Your application code does not need to change. It does not even know the password changed.

The "Direct Connect" Pattern: Tencent Cloud CAM

Now, let's look at Tencent Cloud. They offer a feature called MySQL CAM Authentication.

When I first read the name, I thought it might be similar to RDS Proxy. But after implementing it, I realized it follows a completely different philosophy: The "Client-Side" pattern.

How it works:

  1. Control Plane (The Token): Your application uses its cloud API keys (AK/SK) to call the Tencent Cloud CAM API. It asks: "Please give me a token."
  2. Data Plane (The Access): The API returns a temporary AuthToken.
  3. Direct Connection: Your application uses this AuthToken as the password to connect directly to the MySQL IP address (port 3306).

There is no middleman.
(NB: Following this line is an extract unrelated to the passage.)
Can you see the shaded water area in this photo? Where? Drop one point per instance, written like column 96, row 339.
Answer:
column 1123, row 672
There is no proxy.

This architecture difference becomes very important when we talk about key rotation.

Because there is no Proxy to buffer the change, the application client must handle the complexity of token expiration.

If the token expires or the password is rotated while your application is running, the connection might fail. You cannot rely on the infrastructure to hide this from you.

In fact, the official Tencent Cloud documentation is very honest about this. They include two specific warnings that every architect must read carefully:

"仅对可以轻松重试的工作负载使用 CAM 身份验证。"

Translation: "Only use CAM authentication for workloads that can be easily retried."

And:

"请尽可能使用长连接访问数据库。"

Translation: "Please use long-lived connections to access the database as much as possible."

Why do they say this?

  1. "Easily Retried": This admits that connections will fail. If a rotation happens, your current token becomes invalid. If your app tries to create a new connection with an old cached token, it will fail. Your code must catch this error, request a new token, and retry.

  2. "Long-lived connections": Authentication usually happens only during the TCP handshake. If you keep the connection open (Long Connection), you bypass the need to constantly re-authenticate. If you use short connections, you might hit a "Thundering Herd" problem where thousands of requests fail simultaneously when a token expires.

Expanding Horizons

This is not to say one cloud is "better" than the other. They are just solving the problem at different layers.

  • AWS RDS Proxy solves both Security (No passwords) and Traffic (Connection pooling). It is a robust infrastructure solution.

  • Tencent Cloud CAM (and strictly speaking, AWS IAM Database Auth) solves only Security. It is a lightweight, client-side solution.

As engineers working in a global environment, we must recognize these patterns.

  • If you use Tencent Cloud CAM, do not expect it to behave like a Proxy.
  • You must write robust retry logic in your code.
  • You must manage your connection lifecycle carefully.

If you need the connection pooling and seamless rotation capabilities on Tencent Cloud, you shouldn't rely solely on CAM. You would need to provision their "Database Proxy" service separately.